In ‘Goods & Services’ at Kinderhook & Caracas, Ada Van Hoorebeke builds off of her series ‘Lace Simulations’, a body of work that develops her batik resist dyeing practice. Van Hoorebeke invites visitors to interact with her works physically as they must navigate through a tangled juxtaposition of new, manufactured materials, and hand-made works mirroring traditional production chains. The entire space is transformed, and the result is a cacophony of mediums and materials – hand-dyed fabrics attached to the ceiling by rope and wood, car-fenders, dried pomegranate skins – that challenges the viewer both in the moment of viewing as well as in a larger context: they are asked to consider their own position in terms of capitalist production and globalisation. Van Hoorebeke is activating and drawing on an endangered tradition of craftswomen weaving, a trade that that creates community, enables knowledge sharing and helps to attain financial independence.
At gr_und, Esteban Rivera Ariza presents four films that collectively explore the universal obsession with preservation, both physical and cultural. Weaving the films together is this preoccupation with prolongation and continuance, presented through the lens of various protagonists: a 17th-century scientist and bishop, a Russian astronaut, a child-vampire. Rivera Ariza supplements his films with sculptural installation elements that extend the project beyond the medium of video – a small astronaut that floats above the screen, or a monitor placed within a child-sized coffin – perhaps reminding the viewer that these concerns are palpable in our quotidian lives. Punctuating the films is a pulsating red light behind the screens, highlighting the anxieties felt with the narratives and otherworldly tones in many of the works.

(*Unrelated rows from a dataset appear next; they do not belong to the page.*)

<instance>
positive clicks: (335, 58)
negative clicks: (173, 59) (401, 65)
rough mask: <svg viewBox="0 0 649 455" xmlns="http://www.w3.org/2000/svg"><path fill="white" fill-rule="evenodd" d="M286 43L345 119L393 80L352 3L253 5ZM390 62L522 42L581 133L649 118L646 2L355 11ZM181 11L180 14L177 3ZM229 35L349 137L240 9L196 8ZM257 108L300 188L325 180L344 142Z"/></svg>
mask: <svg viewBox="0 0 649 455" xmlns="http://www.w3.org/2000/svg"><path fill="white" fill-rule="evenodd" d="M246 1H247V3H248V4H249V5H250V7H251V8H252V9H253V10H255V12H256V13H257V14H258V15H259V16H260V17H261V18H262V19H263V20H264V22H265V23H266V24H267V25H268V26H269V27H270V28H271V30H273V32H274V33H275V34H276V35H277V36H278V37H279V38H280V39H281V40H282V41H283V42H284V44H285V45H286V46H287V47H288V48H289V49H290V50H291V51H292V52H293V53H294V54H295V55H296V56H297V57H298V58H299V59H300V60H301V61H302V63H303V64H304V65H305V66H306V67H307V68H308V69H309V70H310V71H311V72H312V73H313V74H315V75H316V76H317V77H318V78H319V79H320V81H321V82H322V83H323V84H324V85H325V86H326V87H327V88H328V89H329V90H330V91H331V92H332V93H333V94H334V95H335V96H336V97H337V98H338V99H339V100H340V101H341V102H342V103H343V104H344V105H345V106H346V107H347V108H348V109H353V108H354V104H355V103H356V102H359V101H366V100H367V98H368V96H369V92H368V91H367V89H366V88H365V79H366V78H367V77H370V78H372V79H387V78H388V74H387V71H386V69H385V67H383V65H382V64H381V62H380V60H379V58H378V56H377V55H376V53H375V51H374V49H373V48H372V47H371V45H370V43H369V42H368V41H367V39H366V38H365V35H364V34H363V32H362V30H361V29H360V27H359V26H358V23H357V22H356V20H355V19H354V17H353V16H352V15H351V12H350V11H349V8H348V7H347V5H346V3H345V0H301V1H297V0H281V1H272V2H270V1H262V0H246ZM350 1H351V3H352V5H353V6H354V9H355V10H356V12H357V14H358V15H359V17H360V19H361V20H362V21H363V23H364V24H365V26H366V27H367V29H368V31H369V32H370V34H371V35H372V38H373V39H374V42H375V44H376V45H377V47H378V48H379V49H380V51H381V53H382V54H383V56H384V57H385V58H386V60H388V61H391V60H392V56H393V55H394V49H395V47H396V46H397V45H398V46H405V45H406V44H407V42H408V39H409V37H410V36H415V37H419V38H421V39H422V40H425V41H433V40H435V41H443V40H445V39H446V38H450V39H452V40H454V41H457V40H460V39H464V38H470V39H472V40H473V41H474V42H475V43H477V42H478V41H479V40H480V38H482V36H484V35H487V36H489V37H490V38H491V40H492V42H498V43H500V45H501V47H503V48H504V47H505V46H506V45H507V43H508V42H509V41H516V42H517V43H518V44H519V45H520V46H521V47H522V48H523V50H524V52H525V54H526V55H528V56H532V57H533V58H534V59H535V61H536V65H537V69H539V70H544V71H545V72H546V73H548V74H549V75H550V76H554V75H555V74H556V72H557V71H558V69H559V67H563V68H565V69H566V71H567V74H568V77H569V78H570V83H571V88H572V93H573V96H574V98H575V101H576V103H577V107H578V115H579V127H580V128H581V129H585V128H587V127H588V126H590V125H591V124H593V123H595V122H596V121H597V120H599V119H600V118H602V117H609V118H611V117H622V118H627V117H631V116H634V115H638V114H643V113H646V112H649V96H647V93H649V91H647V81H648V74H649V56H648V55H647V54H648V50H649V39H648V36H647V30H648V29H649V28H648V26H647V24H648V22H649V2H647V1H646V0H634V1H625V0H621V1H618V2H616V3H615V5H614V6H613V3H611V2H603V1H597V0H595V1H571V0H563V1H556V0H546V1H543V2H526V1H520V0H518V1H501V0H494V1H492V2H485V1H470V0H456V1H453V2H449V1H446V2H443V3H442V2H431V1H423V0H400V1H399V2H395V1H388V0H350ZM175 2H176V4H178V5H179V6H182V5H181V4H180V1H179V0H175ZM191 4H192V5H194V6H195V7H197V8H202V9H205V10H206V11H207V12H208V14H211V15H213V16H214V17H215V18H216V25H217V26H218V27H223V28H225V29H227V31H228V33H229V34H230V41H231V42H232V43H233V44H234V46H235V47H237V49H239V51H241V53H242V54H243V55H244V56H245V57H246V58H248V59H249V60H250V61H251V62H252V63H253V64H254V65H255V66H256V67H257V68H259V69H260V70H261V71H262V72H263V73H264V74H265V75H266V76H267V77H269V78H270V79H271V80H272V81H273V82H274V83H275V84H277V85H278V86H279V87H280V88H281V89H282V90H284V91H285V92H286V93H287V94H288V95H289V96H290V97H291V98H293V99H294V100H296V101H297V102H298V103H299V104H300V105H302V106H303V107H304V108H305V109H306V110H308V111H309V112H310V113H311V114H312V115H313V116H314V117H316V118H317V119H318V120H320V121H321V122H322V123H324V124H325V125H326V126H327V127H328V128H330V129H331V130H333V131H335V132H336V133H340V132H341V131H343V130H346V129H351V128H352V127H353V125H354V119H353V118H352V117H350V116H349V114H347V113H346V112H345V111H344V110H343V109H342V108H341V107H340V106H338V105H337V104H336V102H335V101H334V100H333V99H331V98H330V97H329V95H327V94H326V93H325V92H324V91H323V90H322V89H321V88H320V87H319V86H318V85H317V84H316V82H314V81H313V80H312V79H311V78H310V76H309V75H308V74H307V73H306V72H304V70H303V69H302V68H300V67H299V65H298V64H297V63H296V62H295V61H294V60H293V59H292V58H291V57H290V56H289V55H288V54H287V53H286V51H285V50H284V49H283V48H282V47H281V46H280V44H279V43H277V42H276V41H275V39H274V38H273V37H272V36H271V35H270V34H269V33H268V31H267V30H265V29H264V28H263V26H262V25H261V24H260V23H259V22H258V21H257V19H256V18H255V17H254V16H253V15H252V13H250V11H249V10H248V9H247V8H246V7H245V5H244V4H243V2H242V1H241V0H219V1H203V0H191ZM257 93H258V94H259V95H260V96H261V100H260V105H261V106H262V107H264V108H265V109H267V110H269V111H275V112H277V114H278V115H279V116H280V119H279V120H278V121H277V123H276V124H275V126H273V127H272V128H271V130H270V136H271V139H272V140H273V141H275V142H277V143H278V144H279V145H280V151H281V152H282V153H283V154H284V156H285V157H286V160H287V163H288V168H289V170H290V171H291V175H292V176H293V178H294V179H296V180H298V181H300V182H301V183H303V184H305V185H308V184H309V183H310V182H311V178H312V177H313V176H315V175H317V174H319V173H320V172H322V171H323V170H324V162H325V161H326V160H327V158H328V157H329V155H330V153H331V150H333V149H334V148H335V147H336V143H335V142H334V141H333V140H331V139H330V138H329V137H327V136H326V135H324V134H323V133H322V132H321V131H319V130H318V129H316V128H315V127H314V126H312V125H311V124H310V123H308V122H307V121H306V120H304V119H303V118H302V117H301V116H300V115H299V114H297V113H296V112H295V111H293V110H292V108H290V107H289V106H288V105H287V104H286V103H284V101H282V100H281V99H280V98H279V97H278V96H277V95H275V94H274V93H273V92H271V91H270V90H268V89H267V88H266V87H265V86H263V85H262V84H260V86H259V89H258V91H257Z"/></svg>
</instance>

The various spaces engage and challenge the visitor; evaluation and critique are not readily available with an easy compare-and-contrast after an initial peripheral scan. Instead, audiences must absorb a work fully in each unique space. Berlin Art Prize therefore resists immediate comparison and rather invites individual contemplation, underscoring the intimate nature of the shows themselves.